O duelo entre Brasil e Noruega na Copa de 1998 ficou marcado por um pênalti que só teve sua origem esclarecida um dia depois do apito final. Em 23 de junho, em Marselha, a Noruega virou para 2 a 1 com um pênalti assinalado já nos minutos finais após um lance envolvendo Júnior Baiano e Tore André Flo.

Na transmissão francesa original, o contato não ficou claro e a decisão do árbitro norte-americano Esfandiar Baharmast foi severamente contestada. Como não havia VAR, o lance passou a ser visto como um erro de arbitragem até que imagens exclusivas de uma TV sueca mostraram o puxão de camisa de Baiano em Flo — evidência que deu novo sentido à marcação.

Baharmast manteve que viu o gesto e que marcou com convicção; a exibição tardia do vídeo acalmou parte das críticas, embora a polêmica já tivesse tomado as manchetes. A partida garantiu à Noruega a vaga nas oitavas, enquanto o Brasil seguiria no torneio até a final, onde foi derrotado pela França.

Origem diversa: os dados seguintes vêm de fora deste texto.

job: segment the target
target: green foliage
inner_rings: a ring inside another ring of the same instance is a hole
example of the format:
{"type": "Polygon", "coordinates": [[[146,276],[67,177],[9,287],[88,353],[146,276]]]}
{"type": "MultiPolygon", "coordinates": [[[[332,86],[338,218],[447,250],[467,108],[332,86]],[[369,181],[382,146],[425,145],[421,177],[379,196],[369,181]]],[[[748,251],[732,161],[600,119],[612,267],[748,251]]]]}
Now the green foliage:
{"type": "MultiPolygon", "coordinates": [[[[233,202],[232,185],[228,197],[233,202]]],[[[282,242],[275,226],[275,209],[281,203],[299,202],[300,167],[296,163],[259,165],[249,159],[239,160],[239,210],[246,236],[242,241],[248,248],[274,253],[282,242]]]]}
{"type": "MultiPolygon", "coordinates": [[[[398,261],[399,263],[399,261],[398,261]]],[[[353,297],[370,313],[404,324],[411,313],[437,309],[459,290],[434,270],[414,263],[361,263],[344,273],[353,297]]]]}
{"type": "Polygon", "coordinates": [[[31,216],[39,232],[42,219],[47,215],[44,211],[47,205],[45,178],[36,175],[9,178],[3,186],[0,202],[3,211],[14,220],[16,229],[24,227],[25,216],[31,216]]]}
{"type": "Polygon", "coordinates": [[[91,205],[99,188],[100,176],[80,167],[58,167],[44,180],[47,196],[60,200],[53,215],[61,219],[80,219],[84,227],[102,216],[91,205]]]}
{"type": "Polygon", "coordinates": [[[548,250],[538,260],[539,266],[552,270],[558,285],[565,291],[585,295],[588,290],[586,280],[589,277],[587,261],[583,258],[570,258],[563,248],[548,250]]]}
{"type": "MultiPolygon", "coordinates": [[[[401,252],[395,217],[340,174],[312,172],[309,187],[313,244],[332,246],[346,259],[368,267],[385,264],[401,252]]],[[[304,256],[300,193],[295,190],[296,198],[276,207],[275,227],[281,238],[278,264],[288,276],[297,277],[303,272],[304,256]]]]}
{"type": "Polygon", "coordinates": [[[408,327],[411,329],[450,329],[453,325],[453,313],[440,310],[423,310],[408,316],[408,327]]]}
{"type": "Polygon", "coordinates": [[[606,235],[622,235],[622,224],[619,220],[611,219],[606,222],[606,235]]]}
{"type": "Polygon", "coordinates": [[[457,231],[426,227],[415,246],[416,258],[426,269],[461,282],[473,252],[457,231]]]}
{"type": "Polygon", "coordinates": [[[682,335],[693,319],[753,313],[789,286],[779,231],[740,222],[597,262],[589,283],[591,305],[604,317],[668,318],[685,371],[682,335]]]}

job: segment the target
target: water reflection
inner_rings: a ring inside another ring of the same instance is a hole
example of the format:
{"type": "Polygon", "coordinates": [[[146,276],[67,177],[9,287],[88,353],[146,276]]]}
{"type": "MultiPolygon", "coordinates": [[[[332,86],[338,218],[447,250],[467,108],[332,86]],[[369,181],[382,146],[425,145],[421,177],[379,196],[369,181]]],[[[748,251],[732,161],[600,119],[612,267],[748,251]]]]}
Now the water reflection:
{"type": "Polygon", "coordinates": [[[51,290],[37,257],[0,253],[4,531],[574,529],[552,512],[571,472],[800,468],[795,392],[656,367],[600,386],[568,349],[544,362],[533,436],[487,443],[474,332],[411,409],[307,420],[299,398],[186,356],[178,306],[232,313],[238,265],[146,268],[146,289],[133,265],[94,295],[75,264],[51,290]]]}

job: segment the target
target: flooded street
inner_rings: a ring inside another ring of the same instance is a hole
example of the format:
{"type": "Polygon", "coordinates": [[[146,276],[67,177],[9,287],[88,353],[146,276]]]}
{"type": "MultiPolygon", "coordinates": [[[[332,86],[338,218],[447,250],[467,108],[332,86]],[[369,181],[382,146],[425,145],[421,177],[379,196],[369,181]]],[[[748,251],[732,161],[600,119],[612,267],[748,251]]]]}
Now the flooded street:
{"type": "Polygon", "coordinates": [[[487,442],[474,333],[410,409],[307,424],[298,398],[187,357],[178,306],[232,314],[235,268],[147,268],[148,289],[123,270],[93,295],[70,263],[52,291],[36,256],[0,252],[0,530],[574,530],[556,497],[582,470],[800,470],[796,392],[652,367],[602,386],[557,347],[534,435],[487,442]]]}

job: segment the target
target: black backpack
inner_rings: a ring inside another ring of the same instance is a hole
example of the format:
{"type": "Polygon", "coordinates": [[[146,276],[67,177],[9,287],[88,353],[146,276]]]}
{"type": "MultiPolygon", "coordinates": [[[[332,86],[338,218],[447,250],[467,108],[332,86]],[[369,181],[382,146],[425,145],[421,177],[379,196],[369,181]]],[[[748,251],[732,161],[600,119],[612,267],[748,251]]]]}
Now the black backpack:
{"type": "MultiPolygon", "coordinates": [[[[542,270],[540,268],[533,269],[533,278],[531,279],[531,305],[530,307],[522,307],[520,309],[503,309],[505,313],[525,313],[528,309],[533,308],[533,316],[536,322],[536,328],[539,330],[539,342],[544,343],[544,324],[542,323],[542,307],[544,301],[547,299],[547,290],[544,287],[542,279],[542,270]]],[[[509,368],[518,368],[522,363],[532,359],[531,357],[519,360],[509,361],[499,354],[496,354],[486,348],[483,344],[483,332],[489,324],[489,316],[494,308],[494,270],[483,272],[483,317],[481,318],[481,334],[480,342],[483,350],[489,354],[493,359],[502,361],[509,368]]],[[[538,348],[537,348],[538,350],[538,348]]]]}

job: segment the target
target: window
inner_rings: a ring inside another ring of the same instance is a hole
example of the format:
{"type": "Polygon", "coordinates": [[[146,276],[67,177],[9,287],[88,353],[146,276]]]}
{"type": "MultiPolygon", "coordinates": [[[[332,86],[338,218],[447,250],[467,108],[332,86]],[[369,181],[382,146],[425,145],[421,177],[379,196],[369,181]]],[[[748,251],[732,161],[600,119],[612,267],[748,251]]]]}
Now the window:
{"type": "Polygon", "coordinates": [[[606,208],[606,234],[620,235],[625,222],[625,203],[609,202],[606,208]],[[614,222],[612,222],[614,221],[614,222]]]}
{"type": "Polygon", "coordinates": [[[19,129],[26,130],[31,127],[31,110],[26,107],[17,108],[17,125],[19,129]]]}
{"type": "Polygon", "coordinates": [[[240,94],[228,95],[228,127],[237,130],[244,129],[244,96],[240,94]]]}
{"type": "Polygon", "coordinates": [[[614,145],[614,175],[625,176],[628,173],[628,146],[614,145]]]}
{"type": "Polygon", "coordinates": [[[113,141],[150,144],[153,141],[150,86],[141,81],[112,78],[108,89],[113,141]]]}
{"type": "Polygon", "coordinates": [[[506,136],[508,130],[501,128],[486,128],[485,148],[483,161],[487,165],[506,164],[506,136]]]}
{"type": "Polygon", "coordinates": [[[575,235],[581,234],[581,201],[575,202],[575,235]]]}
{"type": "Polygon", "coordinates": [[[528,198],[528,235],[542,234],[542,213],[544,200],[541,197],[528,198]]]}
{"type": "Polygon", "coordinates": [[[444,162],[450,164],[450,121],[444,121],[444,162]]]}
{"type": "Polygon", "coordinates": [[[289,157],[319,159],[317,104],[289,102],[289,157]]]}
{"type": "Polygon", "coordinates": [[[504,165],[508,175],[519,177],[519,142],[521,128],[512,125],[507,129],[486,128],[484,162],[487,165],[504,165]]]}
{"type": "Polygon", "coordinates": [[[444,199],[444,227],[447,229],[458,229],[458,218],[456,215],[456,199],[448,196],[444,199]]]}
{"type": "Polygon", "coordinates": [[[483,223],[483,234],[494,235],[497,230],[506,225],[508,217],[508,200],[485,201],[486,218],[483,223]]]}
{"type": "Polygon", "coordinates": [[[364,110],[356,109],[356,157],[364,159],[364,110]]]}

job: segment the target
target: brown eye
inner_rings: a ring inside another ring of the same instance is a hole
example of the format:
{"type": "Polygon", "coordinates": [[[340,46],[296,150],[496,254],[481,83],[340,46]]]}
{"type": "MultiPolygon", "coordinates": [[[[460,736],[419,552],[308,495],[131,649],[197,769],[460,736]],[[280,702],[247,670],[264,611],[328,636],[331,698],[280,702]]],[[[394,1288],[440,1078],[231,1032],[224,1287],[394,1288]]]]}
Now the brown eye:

A lembrança do episódio volta à tona porque as seleções voltam a se enfrentar nesta Copa, em Nova Jersey, às 17h (de Brasília), valendo uma vaga nas quartas. Mais do que nostalgia, o caso de 1998 é um lembrete da diferença que imagens e tecnologia podem fazer na validação de decisões que alteram trajetórias em Mundiais.